Une grande étude australienne avec plus de 1 300 parents a trouvé que 52,8 % des mères n’avaient utilisé aucune forme d’extinction, pas parce qu’elles manquaient d’information, mais pour des raisons émotionnelles et philosophiques. Ces parents avaient des valeurs claires. Et ces valeurs-là méritent d’être respectées dans le choix d’une approche.

La recherche montre qu’il n’y a pas une seule méthode supérieure aux autres. Il existe des approches où tu restes présente, où tu réponds à ton enfant, où tu diminues graduellement ton niveau d’assistance sans jamais ignorer.
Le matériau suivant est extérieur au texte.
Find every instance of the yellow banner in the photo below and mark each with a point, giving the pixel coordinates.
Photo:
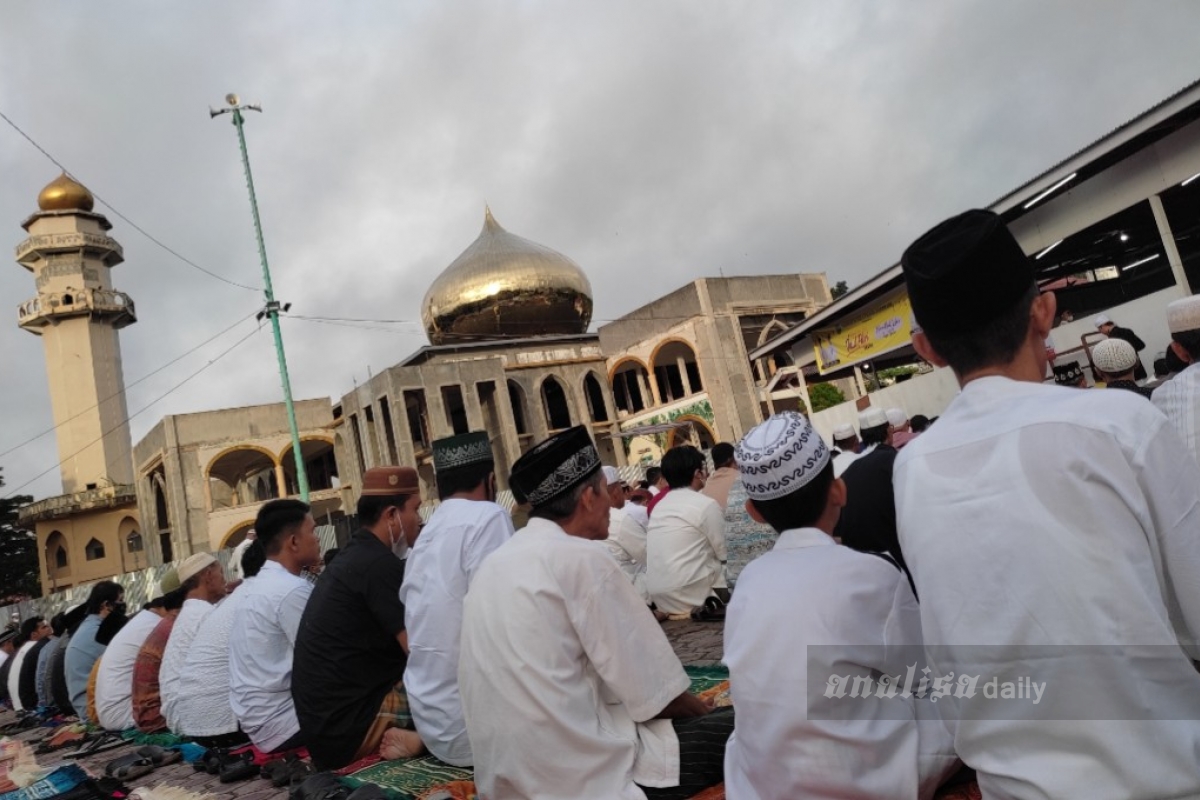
(881, 330)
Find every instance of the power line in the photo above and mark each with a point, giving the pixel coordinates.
(125, 218)
(126, 388)
(161, 397)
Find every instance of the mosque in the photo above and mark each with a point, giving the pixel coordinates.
(510, 353)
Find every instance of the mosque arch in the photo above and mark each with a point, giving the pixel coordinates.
(676, 370)
(237, 534)
(520, 408)
(241, 474)
(630, 382)
(555, 403)
(319, 463)
(705, 433)
(593, 392)
(58, 555)
(94, 549)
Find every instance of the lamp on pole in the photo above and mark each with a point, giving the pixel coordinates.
(273, 307)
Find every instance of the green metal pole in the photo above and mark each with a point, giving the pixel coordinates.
(273, 312)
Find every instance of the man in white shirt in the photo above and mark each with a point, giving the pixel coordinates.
(1054, 537)
(627, 535)
(569, 686)
(1180, 397)
(685, 539)
(811, 611)
(263, 639)
(202, 578)
(461, 533)
(203, 709)
(114, 679)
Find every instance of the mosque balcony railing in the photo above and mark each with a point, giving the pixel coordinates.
(64, 505)
(48, 308)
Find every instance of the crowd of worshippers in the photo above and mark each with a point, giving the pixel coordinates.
(1031, 519)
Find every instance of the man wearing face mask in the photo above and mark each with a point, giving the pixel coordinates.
(466, 528)
(352, 647)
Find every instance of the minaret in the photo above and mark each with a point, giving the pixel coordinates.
(77, 313)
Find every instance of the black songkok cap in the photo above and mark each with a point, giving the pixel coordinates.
(965, 272)
(555, 467)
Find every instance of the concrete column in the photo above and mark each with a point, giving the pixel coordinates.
(1173, 252)
(683, 376)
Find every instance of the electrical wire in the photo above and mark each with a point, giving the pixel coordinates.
(125, 218)
(126, 420)
(127, 386)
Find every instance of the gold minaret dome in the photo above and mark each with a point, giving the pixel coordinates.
(65, 194)
(507, 287)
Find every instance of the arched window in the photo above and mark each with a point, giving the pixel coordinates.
(553, 398)
(631, 388)
(520, 411)
(94, 549)
(677, 372)
(597, 408)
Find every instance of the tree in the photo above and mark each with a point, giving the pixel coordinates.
(19, 571)
(825, 396)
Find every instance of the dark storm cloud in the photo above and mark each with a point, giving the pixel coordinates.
(653, 143)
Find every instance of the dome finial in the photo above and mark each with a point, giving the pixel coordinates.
(65, 193)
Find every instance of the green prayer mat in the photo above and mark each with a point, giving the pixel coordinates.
(408, 780)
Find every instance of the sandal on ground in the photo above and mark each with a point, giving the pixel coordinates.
(713, 611)
(130, 767)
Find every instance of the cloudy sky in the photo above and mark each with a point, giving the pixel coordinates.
(652, 142)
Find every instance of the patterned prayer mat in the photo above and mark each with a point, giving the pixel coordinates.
(426, 776)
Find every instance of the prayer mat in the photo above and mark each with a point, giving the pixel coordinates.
(429, 779)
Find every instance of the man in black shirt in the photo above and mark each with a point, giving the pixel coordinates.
(352, 647)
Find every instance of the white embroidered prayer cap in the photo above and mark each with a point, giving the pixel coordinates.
(780, 456)
(871, 417)
(1183, 316)
(1114, 356)
(844, 432)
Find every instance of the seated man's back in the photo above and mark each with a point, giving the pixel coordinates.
(114, 683)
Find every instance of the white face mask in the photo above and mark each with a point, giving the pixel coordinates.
(399, 546)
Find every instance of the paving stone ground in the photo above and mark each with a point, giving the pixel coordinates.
(696, 643)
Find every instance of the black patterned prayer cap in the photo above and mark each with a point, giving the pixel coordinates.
(555, 467)
(463, 450)
(965, 272)
(780, 456)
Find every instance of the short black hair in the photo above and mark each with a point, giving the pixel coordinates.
(564, 506)
(1189, 341)
(988, 344)
(875, 435)
(723, 453)
(371, 506)
(801, 509)
(679, 465)
(174, 599)
(275, 518)
(252, 559)
(106, 591)
(463, 479)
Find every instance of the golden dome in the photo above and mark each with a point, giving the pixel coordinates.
(65, 194)
(507, 287)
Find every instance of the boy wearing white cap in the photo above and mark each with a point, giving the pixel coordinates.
(1179, 398)
(810, 612)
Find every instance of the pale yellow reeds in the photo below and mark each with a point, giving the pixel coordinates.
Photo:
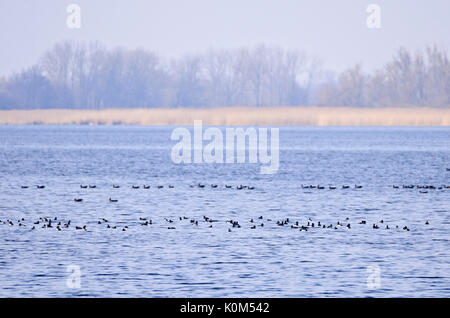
(235, 116)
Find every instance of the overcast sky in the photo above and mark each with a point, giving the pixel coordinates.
(334, 31)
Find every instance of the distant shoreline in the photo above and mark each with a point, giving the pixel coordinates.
(233, 116)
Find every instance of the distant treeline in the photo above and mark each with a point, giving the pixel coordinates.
(78, 75)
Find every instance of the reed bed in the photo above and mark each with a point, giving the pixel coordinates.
(233, 116)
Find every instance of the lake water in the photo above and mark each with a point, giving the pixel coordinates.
(202, 261)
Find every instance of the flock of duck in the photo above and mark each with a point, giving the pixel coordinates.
(171, 224)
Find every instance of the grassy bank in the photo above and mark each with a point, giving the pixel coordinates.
(238, 116)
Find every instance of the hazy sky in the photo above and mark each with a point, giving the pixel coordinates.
(334, 31)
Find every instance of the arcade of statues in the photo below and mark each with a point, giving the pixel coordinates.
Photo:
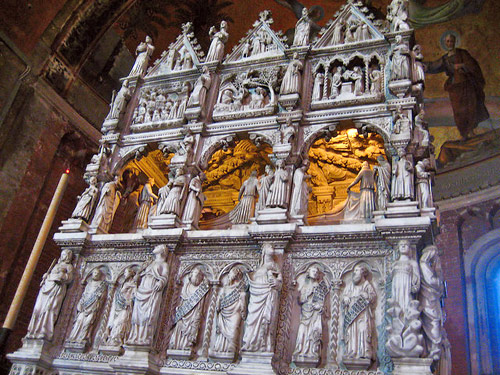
(263, 211)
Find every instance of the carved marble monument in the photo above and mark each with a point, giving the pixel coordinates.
(268, 211)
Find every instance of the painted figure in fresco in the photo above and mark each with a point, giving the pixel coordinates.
(143, 52)
(146, 200)
(292, 78)
(119, 319)
(107, 205)
(265, 286)
(312, 293)
(465, 86)
(245, 208)
(88, 308)
(219, 39)
(405, 276)
(49, 300)
(147, 298)
(358, 301)
(231, 311)
(188, 314)
(278, 192)
(86, 201)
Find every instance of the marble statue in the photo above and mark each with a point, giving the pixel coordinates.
(263, 187)
(162, 197)
(219, 39)
(143, 52)
(265, 286)
(88, 308)
(146, 200)
(405, 275)
(107, 205)
(153, 277)
(431, 292)
(319, 82)
(292, 78)
(366, 181)
(300, 190)
(119, 101)
(195, 200)
(188, 314)
(50, 298)
(278, 191)
(423, 182)
(118, 326)
(230, 312)
(245, 208)
(201, 87)
(86, 201)
(175, 198)
(358, 301)
(383, 182)
(302, 29)
(402, 178)
(336, 83)
(312, 293)
(400, 61)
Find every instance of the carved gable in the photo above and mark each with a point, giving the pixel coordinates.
(260, 42)
(352, 25)
(184, 54)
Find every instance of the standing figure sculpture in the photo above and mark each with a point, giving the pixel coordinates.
(88, 308)
(143, 52)
(195, 200)
(465, 86)
(107, 205)
(173, 202)
(188, 314)
(300, 190)
(147, 299)
(278, 191)
(50, 298)
(245, 208)
(400, 60)
(219, 39)
(230, 312)
(383, 182)
(292, 78)
(366, 181)
(423, 180)
(431, 292)
(201, 87)
(358, 301)
(265, 286)
(302, 29)
(402, 178)
(312, 293)
(263, 187)
(405, 276)
(120, 100)
(86, 201)
(119, 319)
(146, 200)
Ces méthodes ont aussi des données qui les appuient… et pour les familles qui ne peuvent pas ou ne veulent pas ignorer les pleurs, elles peuvent changer la donne complètement.
Ce que la science ne dit pas
Elle ne dit pas qu’une méthode est la bonne pour tout le monde. Elle dit que plusieurs fonctionnent. Que le soutien parental change les résultats. Que les peurs les plus communes (trauma, bris d’attachement, stress chronique) n’ont pas été confirmées par les chercheurs qui ont spécifiquement cherché à les mesurer.
Ce qu’elle dit aussi, c’est que le manque de sommeil a des conséquences réelles. Pour toi. Pour ton enfant. Pour votre famille. Et que chercher de l’aide, est une preuve de courage et un geste d’amour, pas une trahison.
Bedaine Urbaine et la Team Miracles sont là pour toi si jamais tu avais besoin d’y voir plus clair sur l’entraînement au sommeil.
Ensemble plus fortes n’est-ce pas ?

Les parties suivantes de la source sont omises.